Observation of corona lights in the darkness during discharging
showed that this layout allowed the corona lights to sufficiently
glow in static condition. The reason is that: Coulomb attraction
between the electrification unit and the photosensitive body was
exerted on the first and the second bar magnets, which were
balanced in magnetic force and gravity. However, in this case,
since the weight of the magnet generated relatively large inertial
force, this Coulomb attraction did not move the magnet.
EXAMPLE 3-2
An image forming apparatus was employed, which had a flexible
photosensitive body belt that received tension by three rollers of
a driving roller, a driven roller, and a driven tension roller for
applying tension in downward direction so that the belt could be
stretched. An electrification unit, an exposure unit, a development
unit, and a transfer unit were provided around the flexible
photosensitive body belt. In this image forming apparatus, at an
upper position in the inside of the photosensitive body belt region
stretched in horizontal direction, a first cuboid and bar magnet
having a width of 3 mm, a height of 8 mm, and a length of 320 mm
was fixed such that a portion thereof having a magnetic flux
density of 70 mT (milli-Tesla) had a width of 3 mm and that an N
pole thereof was positioned upward. Moreover, in the outside of the
photosensitive body belt, a second bar magnet having the same shape
and magnetic flux density as those of the first bar magnet was
positioned such that an N pole thereof was positioned downward (see
FIG. 10).
This second bar magnet had, along its longitudinal direction,
injection molded and acrylic cuboid side plates on which holes were
provided, so that the second bar magnet could avoid inversion and
lateral slip and had no support at the upper end thereof in
particular. The lower end of the second bar magnet was attached
with a tungsten fine wire having a diameter of 20 .mu.m .phi.. This
fine wire ran from the end of the second bar magnet to a
high-voltage power supply unit via wiring. The second bar magnet
had a weight/unit length of 1.14 g/cm and had a homopolar repulsion
with the first bar magnet, allowing itself to be levitated at a
distance of 6 mm from the first bar magnet.

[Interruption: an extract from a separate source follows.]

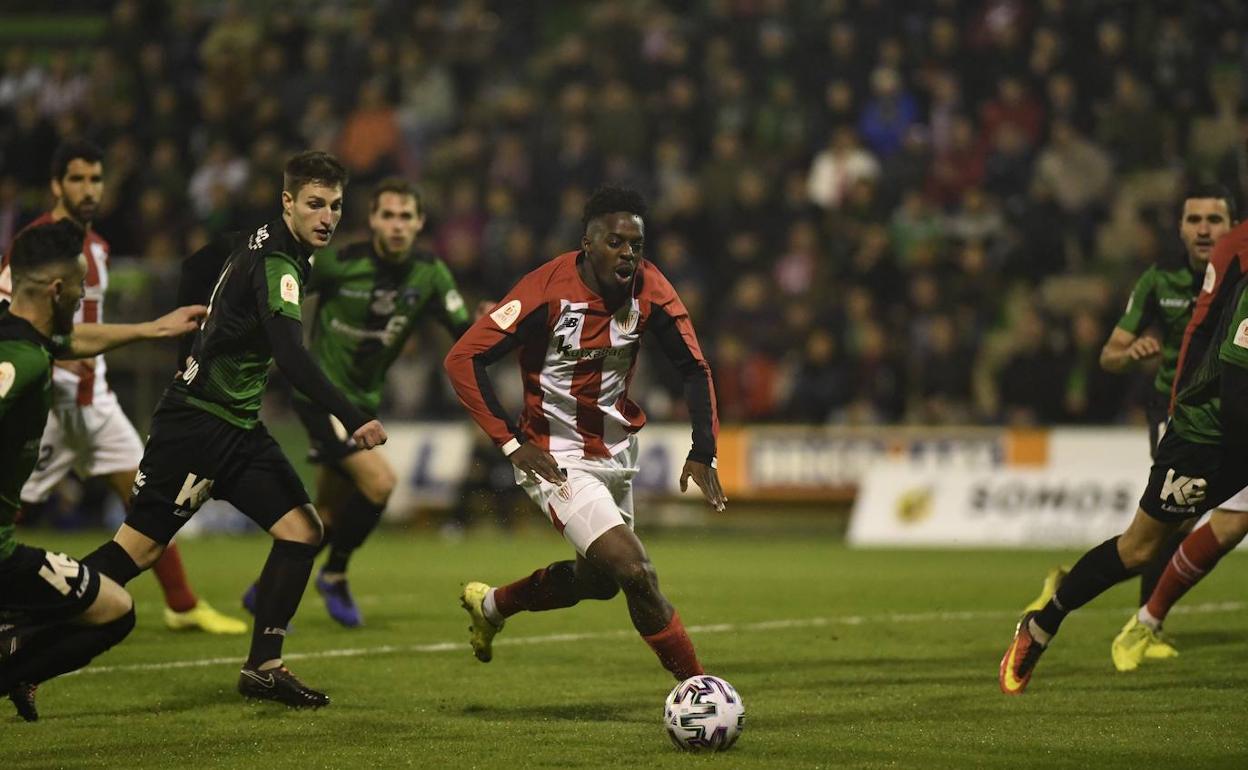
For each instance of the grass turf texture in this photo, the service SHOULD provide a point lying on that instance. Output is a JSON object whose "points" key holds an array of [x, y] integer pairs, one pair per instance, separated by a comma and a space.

The weight of the wire
was almost negligible and thus had no impact on the distance. The
position of the first bar magnet was adjusted in the longitudinal
direction so that the distance between a discharge electrode of the
second bar magnet and the surface of the photosensitive body could
be 0.1 mm. In this layout, while the photosensitive body belt was
rotated, DC voltage of 2 kV was applied to a space between the fine
wire attached to the second bar magnet and the photosensitive body
belt to generate a micro gap discharge that provides
electrification to the surface of the photosensitive body drum,
thereby preparing an image. The resulted image was prepared
favorably and there was detected very little ozone odor such as
found in corona electrification with a charging wire.
This layout was modified by shifting backward and forward the
position of the electrification unit in the belt horizontal region.
Targeted electrification of this modified layout was set to be 800
V. Voltage application to this modified layout resulted in
fluctuation of the targeted electrification within .+-.5%, showing
completely no difference in the shading of the image. The apparatus
of this layout was operated for more than 30,000 cycles in good
condition and showed no abnormality thereafter.
Observation of corona lights in the darkness during discharging
showed that this layout allowed the corona lights to sufficiently
glow in static condition. The reason is that: Coulomb attraction
between the electrification unit and the photosensitive body was
exerted on the first and the second bar magnets, which were
balanced in magnetic force and gravity. However, in this case,
since the weight of the magnet generated relatively large inertial
force, this Coulomb attraction did not move the magnet.
COMPARISON EXAMPLE 3-1
In the image forming apparatus of Example 3-1, a rotatable
electrification roller was provided in the electrification unit in
place of the electrification apparatus of Example 3-1. The
electrification roller always contacted the photosensitive body.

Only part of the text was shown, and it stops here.